4) Random smells - I don't have to worry about being bothered by someone's perfume, a passing skunk, or when someone microwaves fish at work.  I don't know if there's stinky chicken bones in the kitchen garbage or if Carter's diaper pail needs emptying.  I haven't had to smell any of the bad stuff in five years! 

5) Personal judgments - One of my closest co-workers smokes.  Fortunately, I can't smell the residual smoke on her.  Because I can't smell it, I'm not all cranky about it...and I might be normally.  As a whole, I can't really make snap judgments on people anymore based on things like how they smell...be it smoke or B.O. or whatever.  I guess it's just nice to get to know people for who they are without that element in the back of my mind.

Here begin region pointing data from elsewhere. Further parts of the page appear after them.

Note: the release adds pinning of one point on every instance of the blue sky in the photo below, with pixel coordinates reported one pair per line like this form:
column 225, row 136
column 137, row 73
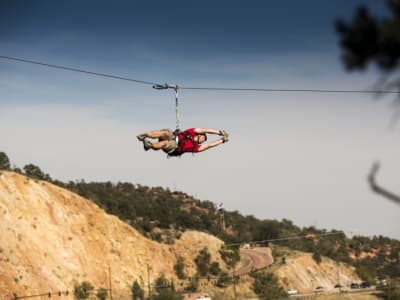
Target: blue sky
column 292, row 155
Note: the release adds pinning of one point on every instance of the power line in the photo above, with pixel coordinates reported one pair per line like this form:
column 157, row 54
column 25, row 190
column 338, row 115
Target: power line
column 167, row 86
column 291, row 90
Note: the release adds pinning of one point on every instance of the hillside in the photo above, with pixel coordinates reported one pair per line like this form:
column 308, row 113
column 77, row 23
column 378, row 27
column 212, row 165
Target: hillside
column 70, row 239
column 302, row 273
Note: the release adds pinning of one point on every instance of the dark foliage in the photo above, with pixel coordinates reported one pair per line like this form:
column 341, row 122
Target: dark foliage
column 4, row 161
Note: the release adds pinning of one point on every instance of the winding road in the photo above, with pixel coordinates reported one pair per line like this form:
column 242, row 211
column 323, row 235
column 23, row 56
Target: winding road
column 258, row 257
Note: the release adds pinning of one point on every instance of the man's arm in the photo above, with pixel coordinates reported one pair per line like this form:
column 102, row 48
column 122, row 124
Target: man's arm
column 207, row 130
column 207, row 146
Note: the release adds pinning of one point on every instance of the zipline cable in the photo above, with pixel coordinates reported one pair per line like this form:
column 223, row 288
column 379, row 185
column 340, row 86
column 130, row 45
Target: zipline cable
column 76, row 70
column 167, row 86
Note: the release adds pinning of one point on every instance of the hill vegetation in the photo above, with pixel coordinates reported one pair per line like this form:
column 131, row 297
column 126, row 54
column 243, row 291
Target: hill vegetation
column 163, row 215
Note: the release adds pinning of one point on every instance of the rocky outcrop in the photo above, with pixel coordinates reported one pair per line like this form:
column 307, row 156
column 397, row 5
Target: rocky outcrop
column 52, row 238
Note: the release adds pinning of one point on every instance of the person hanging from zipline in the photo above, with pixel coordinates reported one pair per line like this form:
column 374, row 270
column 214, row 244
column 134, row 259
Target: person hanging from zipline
column 178, row 142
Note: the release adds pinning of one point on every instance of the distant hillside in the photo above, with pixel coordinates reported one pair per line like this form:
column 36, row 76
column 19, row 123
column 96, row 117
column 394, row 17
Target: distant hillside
column 52, row 239
column 163, row 215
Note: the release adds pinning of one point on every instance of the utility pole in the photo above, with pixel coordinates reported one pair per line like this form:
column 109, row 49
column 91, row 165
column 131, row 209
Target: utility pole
column 234, row 284
column 148, row 280
column 338, row 276
column 222, row 220
column 109, row 281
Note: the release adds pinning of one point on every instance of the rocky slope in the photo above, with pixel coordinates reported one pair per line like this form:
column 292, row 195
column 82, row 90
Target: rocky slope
column 51, row 239
column 302, row 273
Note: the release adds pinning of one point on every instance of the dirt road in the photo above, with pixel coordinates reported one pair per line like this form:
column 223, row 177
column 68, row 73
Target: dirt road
column 258, row 257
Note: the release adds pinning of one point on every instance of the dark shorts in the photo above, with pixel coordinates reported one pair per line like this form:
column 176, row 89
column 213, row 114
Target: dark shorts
column 172, row 141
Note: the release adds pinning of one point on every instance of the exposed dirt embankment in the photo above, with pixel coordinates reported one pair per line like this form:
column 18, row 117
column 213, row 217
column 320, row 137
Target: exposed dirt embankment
column 52, row 238
column 303, row 274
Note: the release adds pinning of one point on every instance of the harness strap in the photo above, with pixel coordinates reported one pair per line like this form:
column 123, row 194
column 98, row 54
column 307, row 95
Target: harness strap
column 177, row 108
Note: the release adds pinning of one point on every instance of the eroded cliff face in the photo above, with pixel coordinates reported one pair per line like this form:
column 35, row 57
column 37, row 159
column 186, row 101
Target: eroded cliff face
column 302, row 273
column 52, row 238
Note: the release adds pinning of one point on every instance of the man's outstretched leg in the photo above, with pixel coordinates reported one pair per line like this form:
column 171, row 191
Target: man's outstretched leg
column 155, row 146
column 155, row 134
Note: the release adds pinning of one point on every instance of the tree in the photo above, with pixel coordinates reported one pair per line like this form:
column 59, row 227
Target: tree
column 193, row 285
column 368, row 39
column 214, row 268
column 223, row 279
column 202, row 261
column 83, row 290
column 137, row 291
column 165, row 290
column 4, row 161
column 35, row 172
column 230, row 256
column 266, row 286
column 317, row 257
column 102, row 294
column 180, row 268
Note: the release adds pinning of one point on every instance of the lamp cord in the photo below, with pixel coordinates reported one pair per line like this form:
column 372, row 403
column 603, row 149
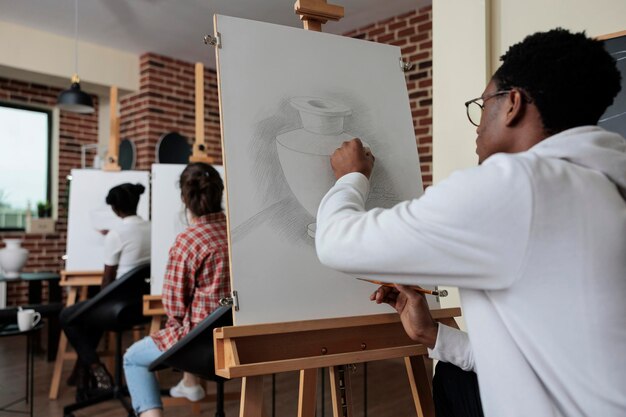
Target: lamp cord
column 76, row 36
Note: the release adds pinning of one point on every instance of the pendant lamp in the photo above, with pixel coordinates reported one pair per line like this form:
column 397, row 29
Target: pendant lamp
column 74, row 99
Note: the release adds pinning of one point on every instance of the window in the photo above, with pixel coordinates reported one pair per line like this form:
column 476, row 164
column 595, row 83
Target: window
column 25, row 166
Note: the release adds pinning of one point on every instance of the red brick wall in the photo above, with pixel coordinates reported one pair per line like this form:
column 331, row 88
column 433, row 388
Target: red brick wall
column 166, row 103
column 45, row 250
column 413, row 33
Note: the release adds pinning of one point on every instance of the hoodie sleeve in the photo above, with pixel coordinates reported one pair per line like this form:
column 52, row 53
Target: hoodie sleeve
column 470, row 230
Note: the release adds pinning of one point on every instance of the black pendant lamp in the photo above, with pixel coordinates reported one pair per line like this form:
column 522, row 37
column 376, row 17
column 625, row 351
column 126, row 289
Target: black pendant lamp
column 74, row 99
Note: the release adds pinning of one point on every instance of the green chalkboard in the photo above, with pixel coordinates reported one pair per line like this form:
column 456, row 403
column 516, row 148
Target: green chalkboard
column 614, row 118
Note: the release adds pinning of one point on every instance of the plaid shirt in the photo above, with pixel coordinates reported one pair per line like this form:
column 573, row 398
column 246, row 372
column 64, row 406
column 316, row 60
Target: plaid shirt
column 196, row 277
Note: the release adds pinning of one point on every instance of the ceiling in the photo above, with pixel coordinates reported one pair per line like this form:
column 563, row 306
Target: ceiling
column 176, row 28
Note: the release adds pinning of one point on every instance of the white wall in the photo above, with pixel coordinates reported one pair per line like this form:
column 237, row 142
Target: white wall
column 47, row 58
column 468, row 38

As a regular human being, it's no fun to not be able to taste or smell.  It takes a lot of the joy out of fun circumstances.  But as a mom it complicates things so much because I can't protect or enjoy my kids the way I would like.  I feel like I'm missing out on a while part of their lives because I don't know their smells and I can't point out life's smells to them.  It's hard to teach them some of life's simple joys when I can't enjoy them myself.  I pray that one of the possible solutions does indeed work, and I ask you would keep me in your prayers as well...both that it works and that I actually start trying things soon.  My whole life is waiting for me if I can fix this, and I just need to get there.